Sugian menyebut dampak menjamurnya mini market moder jelas dapat mematikan pertokoan masyarakat lokal, sebab dari segi modal toko kecil dan pasar tradisional jelas kalah bersaing, apalagi sejumlah mini market terkadang menawarkan diskon besar besaran dan ruangan ber ac.

Saat dikonfirmasi, Kepala Dinas Penanaman Modal Pelayanan Terpadu Satu Pintu Palangka Raya H. Akhmad Fordiansyah membenarkan, tahun 2022 ini sudah ada pengajuan perijinan untuk 10 unit mini market modern, sebab dari analisa managemen pemohon ijin, keberadaan mini market dan hotel diperlukan masyarakat, apalagi dengan kebijakan bahan pokok murah seperti minyak goreng, rata rata market modern diserbu masyarakat.
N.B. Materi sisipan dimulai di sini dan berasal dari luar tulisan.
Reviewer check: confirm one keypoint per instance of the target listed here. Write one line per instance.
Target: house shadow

"Kendati demikian, pihaknya tetap memberikan batasan dan syarat, bahwa pembangunan mini market modern harus sesuai perijinan dan berjarak dengan pertokoan masyarakat," Katanya Jum'at (21/2/22)

Disamping itu, ia juga menghimbau kepada para pelaku usaha lokal, dapat meningkatkan pelayanan kepada konsumen, karena dari segi harga pasar traidisional dengan mini market selisihnya hanya sediki, yang membedakan hanya pada pelayanan dan tempat yag disediakan untuk konsumen.